Si la critique en general a largement étudié les sources classiques des auteurs de la Renaissance, l’analyse des sources scripturaires et patristiques, tout aussi nombreuses, s’avère indispensable pour comprendre la réorientation des notions, et la hiérarchie interne des sources dans une même oeuvre. Selon les siècles, les sources spirituelles (au sens large) peuvent varier, se diversifier, mais leur présence continue dans l’histoire éclaire le mouvement même de la creation. Philippe Hadot a montré que les sagesses de l’Antiquité avaient aussi une dimension spirituelle, sinon mystique, que la critique aurait tort d’oublier. Il importe donc de pouvoir analyser ces résonances et comprendre quel est leur sens nouveau selon les contextes.
 

II Conservatoire de poésie moderne et contemporaine

- “Creuser les filiations, l’exemple privilégié de l’influence de Pierre Jean Jouve sur la poésie contemporaine”

- “Faire entendre la voix de la poésie vivante”
 

III La poésie n’est pas seule

- “Souligner l’intéraction entre la poésie et les autres arts”

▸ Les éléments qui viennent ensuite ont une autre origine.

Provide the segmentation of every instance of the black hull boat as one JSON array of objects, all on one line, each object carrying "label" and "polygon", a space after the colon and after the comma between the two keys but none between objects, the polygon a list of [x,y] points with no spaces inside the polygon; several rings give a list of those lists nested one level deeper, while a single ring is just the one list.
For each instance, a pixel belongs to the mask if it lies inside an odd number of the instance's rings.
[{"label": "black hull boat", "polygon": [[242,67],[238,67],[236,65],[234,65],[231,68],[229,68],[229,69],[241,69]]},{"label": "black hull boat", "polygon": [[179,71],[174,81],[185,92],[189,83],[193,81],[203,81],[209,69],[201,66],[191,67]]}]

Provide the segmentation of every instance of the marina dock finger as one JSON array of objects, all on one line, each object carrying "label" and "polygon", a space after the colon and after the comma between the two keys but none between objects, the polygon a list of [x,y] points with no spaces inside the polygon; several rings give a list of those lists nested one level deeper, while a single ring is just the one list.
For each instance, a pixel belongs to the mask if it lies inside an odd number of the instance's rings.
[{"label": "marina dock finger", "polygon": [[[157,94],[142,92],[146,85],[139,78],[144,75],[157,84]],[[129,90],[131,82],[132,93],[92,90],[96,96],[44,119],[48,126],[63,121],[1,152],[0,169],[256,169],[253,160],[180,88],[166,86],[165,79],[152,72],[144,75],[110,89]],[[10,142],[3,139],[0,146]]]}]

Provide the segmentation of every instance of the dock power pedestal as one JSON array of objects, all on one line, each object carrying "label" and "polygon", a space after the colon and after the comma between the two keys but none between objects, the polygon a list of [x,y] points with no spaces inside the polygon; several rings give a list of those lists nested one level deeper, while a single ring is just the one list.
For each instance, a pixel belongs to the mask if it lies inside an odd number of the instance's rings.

- “Valoriser la dimension internationale”
 

Conclusion

 À travers ce projet, nous voulons montrer, par la mise en place d’actions précises et de publications personnelles comme collectives, que la poésie est vivante et qu’elle renvoie à l’idée de mémoire et de communauté, la langue étant d’abord élément de communauté. De la mémoire intertextuelle, de la traversée des autres arts, des autres disciplines et des autres siècles jusqu’au présent de notre poésie contemporaine, notre activité et notre projet de recherche se recentrent autour de cette décision de faire entendre et connaître, comme un art vivant, la voix de la poésie classique et contemporaine et de mettre en lumière sa dimension esthétique, philosophique et éthique. Nous voulons lier mémoire, passé et temps présent, interrogation sur les concepts mis en jeu par la poésie et circulation des textes les uns à travers les autres, bilinguisme, problématique de la traduction et communauté internationale. La poésie est pour nous un défi, un enjeu primordial. C’est un projet déjà engagé par les multiples collectifs que nous avons menés à bien et que nous poursuivons en intéraction permanente avec l’axe sur les arts vivants et les différents axes portant sur l’idée de comparatisme, de communauté et de traversée du genre poétique transéculaire.